The penultimate section of the Mandelstam elegy is subtitled with the poem's overall title, 'Musica Humana" and it departs from the figures Osip and Nadezhda to tell the story of another Osip, nicknamed Ovid, who himself tells a story. It's a sort of ghost story about a girl who gives up " all her remaining life" in order to save a neighbor's. He lives; she dies. But the survivor's life is cripplingly haunted by a "distant music": he hears her wedding bells, her child's first cry, all the sounds of her unlived life. He wishes he were dead, and he mourns her losses to the exclusion of whatever else his life might have been meant to hold. Ovid-Osip's insistence on the ghostly story suggests that while the poet-speaker has idolized Mandelstam, it's also true that hearing the dead, and being accountable to them, to music unheard by other ears, can be a curse. If Kaminsky believes in metamorphosis, a transubstantiation of Words and the Imagined into Bodies, into Action, he knows this process to be fraught with pain and danger. Danger, presumably, to oneself.

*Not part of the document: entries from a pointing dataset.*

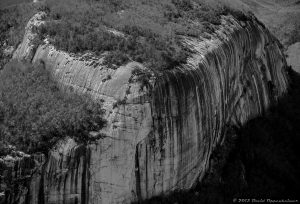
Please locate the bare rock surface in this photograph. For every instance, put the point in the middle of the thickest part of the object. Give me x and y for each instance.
(293, 58)
(160, 135)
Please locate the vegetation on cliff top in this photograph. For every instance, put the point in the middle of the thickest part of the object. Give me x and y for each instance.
(153, 28)
(257, 161)
(35, 113)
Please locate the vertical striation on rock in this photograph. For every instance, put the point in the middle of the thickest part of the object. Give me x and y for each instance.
(160, 136)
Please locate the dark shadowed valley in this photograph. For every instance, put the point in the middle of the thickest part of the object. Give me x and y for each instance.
(149, 101)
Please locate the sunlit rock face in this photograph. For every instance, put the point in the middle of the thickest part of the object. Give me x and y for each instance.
(160, 135)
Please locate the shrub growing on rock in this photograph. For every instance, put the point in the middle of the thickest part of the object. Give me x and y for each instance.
(35, 113)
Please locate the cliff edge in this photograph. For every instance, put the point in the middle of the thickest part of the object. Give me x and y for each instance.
(162, 125)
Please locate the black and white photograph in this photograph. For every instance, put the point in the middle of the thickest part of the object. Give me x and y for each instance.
(149, 101)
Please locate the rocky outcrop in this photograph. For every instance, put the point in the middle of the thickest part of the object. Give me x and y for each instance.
(162, 130)
(293, 53)
(16, 170)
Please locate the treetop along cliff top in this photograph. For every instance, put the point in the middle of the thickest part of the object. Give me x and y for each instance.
(149, 30)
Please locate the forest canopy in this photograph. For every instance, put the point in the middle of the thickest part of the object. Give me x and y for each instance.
(146, 31)
(35, 113)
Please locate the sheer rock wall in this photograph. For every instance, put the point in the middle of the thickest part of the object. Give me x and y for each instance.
(160, 135)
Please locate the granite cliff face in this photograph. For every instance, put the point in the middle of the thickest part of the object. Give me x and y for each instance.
(160, 134)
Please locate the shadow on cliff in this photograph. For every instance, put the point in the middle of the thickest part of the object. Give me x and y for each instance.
(257, 161)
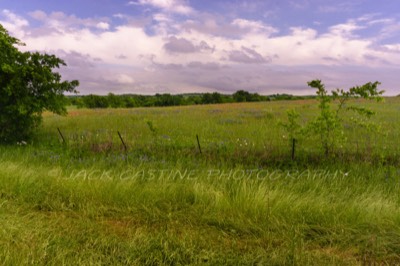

"Musica Humana" ends with a toast, a raising of the glass to the poets, which serves, I think, as a promise to risk that endangerment. I quote the poem in full:

A Toast

If you will it, it is no dream.
        —Theodore Herzl

October: grapes hung like the fists of a girl
gassed in her prayer. Memory,
I whisper, stay awake.

In my veins
long syllables tighten their ropes, rains come
right out of the eighteenth century
Yiddish or a darker language in which imagination
is the only word.

Imagination! A young girl dancing the polka,
unafraid, betrayed by the Lord's death
(or his hiding under the bed when the Messiah
was postponed).

In my country, evenings bring the rain water, turning
poplars bronze in a light that sparkles on these pages
where I, my fathers,
unable to describe your dreams, drink
my silence from a cup.

All of Kaminsky's obsessions seem to be at swim, and at stake, in this poem. His country, we know, is the Imagination: he has made that claim. Kaminsky is a poet of tremendous will, whose vantage point is unlike any that we know. Dancing in Odessa—"I was born," he writes, "in a city named after Odysseus"—is a book in which he travels among the bronze poplars, pushing as hard as he can toward the surprising, the historical, the rain-enhanced light under which a page may indeed be able to sparkle.